While the Elgin City Council has approved regulations for businesses that grow or sell medical marijuana, the village of South Elgin is looking at imposing a one-year moratorium on issuing such permits.
Illinois' first medical marijuana law, which went into effect Jan. 1, says the state can have 22 growers and 60 dispensaries.
But state officials are still working through the details of how to implement the four-year pilot program that would allow people with about a dozen diseases, including cancer and multiple sclerosis, to use marijuana for pain.
That's why South Elgin staff members recommended the moratorium, which got a preliminary OK from the board Monday night, Director of Community Development Steve Super said.
"We have several questions about exactly how this new law will be administered," Super said.
Basic information such as hours of operation still has to be determined, Village Attorney Derke Price said.
"There are no bandwagons we have to jump on immediately," Village President Steve Ward said.
In Elgin, the city council last month approved zoning regulations requiring marijuana growers and dispensaries to get conditional use permits in industrial and office research parks, away from the city's arterial roads.
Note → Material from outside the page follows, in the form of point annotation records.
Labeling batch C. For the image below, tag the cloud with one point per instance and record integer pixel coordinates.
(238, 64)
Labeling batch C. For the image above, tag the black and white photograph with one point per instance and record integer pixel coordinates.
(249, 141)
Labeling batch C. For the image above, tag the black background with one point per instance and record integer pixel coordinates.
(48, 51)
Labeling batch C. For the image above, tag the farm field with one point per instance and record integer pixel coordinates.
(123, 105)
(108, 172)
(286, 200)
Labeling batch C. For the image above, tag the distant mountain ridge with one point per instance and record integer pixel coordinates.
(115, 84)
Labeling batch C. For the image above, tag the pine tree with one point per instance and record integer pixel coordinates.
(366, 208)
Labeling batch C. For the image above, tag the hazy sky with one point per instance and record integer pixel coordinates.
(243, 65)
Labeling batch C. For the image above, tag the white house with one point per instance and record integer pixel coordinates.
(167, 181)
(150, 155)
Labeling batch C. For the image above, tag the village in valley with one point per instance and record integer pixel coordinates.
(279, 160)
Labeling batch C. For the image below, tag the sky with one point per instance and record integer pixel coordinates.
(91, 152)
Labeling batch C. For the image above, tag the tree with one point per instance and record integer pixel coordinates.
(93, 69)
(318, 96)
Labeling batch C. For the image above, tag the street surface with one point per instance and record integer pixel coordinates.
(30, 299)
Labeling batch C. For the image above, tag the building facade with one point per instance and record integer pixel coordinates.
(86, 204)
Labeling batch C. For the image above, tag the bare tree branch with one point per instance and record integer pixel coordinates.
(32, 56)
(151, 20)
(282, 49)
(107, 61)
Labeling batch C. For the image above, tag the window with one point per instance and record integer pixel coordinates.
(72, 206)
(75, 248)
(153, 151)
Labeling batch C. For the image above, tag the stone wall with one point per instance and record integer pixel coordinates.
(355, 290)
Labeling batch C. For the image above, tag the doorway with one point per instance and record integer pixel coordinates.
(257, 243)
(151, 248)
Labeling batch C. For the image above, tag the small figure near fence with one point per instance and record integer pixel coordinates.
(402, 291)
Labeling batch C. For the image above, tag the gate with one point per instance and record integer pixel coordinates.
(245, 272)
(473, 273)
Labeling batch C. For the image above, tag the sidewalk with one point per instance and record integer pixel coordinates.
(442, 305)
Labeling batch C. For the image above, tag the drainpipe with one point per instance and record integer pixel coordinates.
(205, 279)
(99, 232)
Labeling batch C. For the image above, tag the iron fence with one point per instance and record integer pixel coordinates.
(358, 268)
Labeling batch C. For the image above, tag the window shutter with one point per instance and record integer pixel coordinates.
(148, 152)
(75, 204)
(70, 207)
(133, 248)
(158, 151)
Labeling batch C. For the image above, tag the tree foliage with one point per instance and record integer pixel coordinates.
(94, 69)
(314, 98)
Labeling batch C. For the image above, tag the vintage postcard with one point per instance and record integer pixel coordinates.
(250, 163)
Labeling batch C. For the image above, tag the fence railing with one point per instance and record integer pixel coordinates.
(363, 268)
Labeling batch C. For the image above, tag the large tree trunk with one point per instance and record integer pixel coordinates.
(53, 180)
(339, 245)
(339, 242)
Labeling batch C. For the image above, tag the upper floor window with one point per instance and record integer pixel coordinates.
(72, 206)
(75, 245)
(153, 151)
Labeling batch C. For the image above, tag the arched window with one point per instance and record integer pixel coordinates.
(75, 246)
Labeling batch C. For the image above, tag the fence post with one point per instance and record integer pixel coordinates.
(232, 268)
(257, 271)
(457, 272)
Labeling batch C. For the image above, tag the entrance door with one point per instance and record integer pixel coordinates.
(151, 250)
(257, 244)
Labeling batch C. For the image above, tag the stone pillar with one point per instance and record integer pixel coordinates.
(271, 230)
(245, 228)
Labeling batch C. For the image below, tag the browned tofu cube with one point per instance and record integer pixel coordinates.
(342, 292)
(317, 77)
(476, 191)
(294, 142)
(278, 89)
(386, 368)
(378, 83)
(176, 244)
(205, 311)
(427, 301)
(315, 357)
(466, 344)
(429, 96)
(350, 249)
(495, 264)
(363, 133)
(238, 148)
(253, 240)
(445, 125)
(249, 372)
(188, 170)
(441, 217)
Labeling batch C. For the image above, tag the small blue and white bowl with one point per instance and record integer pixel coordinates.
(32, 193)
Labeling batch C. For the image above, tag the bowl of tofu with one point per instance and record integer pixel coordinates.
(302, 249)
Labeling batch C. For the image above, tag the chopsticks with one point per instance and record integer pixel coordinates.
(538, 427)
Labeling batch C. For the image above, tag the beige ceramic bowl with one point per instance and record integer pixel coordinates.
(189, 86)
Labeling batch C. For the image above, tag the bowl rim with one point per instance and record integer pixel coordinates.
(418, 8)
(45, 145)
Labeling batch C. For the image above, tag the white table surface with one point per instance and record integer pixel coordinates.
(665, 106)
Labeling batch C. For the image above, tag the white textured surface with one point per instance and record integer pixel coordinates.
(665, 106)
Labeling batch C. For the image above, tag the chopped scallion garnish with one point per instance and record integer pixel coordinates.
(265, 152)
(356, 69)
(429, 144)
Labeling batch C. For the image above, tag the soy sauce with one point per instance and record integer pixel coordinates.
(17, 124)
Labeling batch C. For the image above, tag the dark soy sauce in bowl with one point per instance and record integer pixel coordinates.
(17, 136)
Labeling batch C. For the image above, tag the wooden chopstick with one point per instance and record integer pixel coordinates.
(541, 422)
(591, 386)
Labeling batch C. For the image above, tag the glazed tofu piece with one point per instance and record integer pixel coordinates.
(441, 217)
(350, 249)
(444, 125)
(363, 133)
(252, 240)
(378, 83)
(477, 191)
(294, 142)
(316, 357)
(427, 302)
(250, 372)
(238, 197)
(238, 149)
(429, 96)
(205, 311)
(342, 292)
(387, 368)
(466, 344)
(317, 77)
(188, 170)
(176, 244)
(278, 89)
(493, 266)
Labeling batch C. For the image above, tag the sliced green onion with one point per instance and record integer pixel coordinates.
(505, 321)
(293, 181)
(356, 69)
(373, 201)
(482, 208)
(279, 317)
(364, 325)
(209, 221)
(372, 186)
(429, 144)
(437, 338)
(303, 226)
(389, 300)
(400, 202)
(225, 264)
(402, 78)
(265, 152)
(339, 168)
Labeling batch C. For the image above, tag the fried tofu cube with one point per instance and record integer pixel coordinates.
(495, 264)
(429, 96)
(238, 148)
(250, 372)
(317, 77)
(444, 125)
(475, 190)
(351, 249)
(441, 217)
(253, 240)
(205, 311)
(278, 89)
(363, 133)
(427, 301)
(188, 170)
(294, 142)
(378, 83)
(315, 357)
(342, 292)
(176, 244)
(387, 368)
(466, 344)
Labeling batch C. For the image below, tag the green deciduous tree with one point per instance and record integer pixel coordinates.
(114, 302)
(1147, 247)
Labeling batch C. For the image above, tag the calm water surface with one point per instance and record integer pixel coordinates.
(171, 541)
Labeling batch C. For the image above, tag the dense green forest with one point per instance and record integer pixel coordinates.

Medical marijuana businesses could attract stigmas similar to those attached to payday-loan and cash-for-gold businesses, fortune tellers and massage parlors, Elgin Community Development Director Mark Mylott said.
Having growers and dispensaries in "higher retail areas" could have negative effects on those areas, Elgin Corporation Council William Cogley said.
State law requires growers to be at least 2,500 feet away from schools and day care centers as well as residential areas. Dispensaries have to be 1,000 feet away from schools and day care centers.
In Elgin, dispensaries will have to keep their distance from residential areas, too. Also, any Elgin growers or dispensaries will have to have security measures and outdoor lighting, and no drive-through facilities.
Elgin Councilman John Prigge said the city could consider easing its restrictions in the future, if the need arises.
"Probably like pawn shops, probably there will be a gradual acceptance over something that is new, that is controversial," Prigge said.
South Elgin Trustee Robert Sauceda asked what would happen if the state comes up with precise regulations before the moratorium is up. The village board can rescind the moratorium -- which still has to be formally approved -- any time, Price said.
"We can gather all the information that's needed and make one sound decision, instead of doing it piecemeal," South Elgin Trustee Lisa Guess said.